Obras de artista plástico e ex-docente do IA são catalogadas por pesquisadora

MARIA ALICE DA CRUZ

Márcia Gregato, autora da tese de doutorado: “Senti necessidade de tornar  visível o trabalho de Gastão como artista e professor da Unicamp” (Foto: Antoninho Perri) A trajetória do artista plástico Gastão Manoel Henrique se traduz numa fonte de conhecimentos para artistas, estudantes, estudiosos e apreciadores da arte concreta. Com o objetivo de organizar esta fonte, sua ex-aluna no Instituto de Artes (IA) da Unicamp Márcia Gregato esgotou o que havia de informações sobre o artista para produzir a catalogação de sua obra. O trabalho foi realizado no ateliê do próprio artista, que aos 76 anos, aposentado do IA, dá início a uma nova fase de produção de esculturas, na qual troca a madeira – sua matéria-prima preferida – pelo aço. Segundo Márcia, a decisão de catalogar a obra do autor em sua tese de doutorado, orientada pelo professor Marco do Valle, permite um estudo teórico, crítico e histórico da obra do escultor, além de dar visibilidade a sua produção artística, cuja trajetória é marcada pela participação nos eventos Opinião 65 e 66 (1965 e 1966), Nova Objetividade Brasileira (1967), 7ª Bienal de São Paulo (1963), 9ª Bienal de São Paulo (1967), V Bienal de Paris (1967), 2ª Bienal de Salvador (1968) e 42ª Bienal de Veneza (1986).

Gastão artista e professor da Unicamp” (Foto: Antoninho Perri) A relação com a arte concreta inicia-se na década de 1950, de acordo com Márcia, quando Gastão começa a criar os primeiros desenhos, os quais já demonstram o interesse do artista pela geometria.
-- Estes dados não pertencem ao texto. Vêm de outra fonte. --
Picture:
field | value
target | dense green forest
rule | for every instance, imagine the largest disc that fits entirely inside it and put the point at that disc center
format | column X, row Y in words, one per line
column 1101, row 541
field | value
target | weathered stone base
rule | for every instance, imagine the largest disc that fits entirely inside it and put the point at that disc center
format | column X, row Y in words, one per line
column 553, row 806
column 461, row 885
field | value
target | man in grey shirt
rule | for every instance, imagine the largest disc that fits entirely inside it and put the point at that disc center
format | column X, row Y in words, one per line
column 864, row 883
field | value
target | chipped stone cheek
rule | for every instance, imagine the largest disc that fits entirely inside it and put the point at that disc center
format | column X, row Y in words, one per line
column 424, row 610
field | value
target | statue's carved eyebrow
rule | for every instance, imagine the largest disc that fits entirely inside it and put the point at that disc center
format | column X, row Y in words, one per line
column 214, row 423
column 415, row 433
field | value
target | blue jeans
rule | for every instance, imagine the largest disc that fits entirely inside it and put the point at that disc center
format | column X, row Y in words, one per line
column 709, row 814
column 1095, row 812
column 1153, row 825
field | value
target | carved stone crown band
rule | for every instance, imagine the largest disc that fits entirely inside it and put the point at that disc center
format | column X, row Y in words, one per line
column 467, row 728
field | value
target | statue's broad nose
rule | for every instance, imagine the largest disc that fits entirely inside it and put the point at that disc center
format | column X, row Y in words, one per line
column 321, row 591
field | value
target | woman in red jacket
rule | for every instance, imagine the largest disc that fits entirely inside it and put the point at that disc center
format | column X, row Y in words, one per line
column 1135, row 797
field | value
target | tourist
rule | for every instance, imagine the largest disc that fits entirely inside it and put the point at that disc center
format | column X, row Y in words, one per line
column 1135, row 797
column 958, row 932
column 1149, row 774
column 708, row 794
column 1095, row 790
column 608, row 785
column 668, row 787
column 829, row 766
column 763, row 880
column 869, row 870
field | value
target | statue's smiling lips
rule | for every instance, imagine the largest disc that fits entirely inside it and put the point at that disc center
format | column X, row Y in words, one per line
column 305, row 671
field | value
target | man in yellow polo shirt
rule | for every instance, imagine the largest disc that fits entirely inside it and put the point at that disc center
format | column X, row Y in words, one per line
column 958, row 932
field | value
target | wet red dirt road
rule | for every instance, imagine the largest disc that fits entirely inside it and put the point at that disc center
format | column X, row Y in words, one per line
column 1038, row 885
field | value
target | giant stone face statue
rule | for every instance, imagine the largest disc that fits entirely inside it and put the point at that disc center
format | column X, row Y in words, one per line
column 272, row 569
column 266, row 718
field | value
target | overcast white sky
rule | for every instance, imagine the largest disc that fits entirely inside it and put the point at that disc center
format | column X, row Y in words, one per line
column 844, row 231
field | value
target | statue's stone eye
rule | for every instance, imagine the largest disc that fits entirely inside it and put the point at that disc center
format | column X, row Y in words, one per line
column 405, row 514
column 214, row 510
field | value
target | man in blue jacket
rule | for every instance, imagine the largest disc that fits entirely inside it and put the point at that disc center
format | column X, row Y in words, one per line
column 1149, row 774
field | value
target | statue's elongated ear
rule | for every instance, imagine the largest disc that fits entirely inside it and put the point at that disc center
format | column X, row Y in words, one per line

O fato de viver um período de formação inicial do artista, na Escola Nacional de Belas Artes no Rio de Janeiro, não o impede de produzir obras importantes com pigmentação em madeira, objeto de interesse desde a infância. “A tese também resgata conceitos da infância ao contar a história”, revela Márcia. Durante a formação, o artista recebe um prêmio em dinheiro no concurso de cartazes para o Primeiro Festival Catarinense de Folclore de1958.

Como o valor do prêmio correspondia ao preço de passagens para a Europa, Gastão deixa a Escola de Belas Artes e busca aprimoramento artístico em Paris. Lá, o artista permanece por dois anos, trabalhando numa oficina de silk-screen, onde foi responsável pelas impressões das edições de Arp, Wassarely e Herbin e tem a oportunidade de conviver com jovens artistas franceses na pequena cidade de Gif-su-Yvette, a 40 minutos de Paris. O tempo é dividido entre o trabalho no ateliê e visitas a galerias e museus da capital francesa. Nesse momento, começa então a se interessar pelo expressionismo abstrato e pelas pinturas de grandes dimensões, recebendo influências, sobretudo, de alguns artistas como Rothko, Hartung, Soulages e Kline.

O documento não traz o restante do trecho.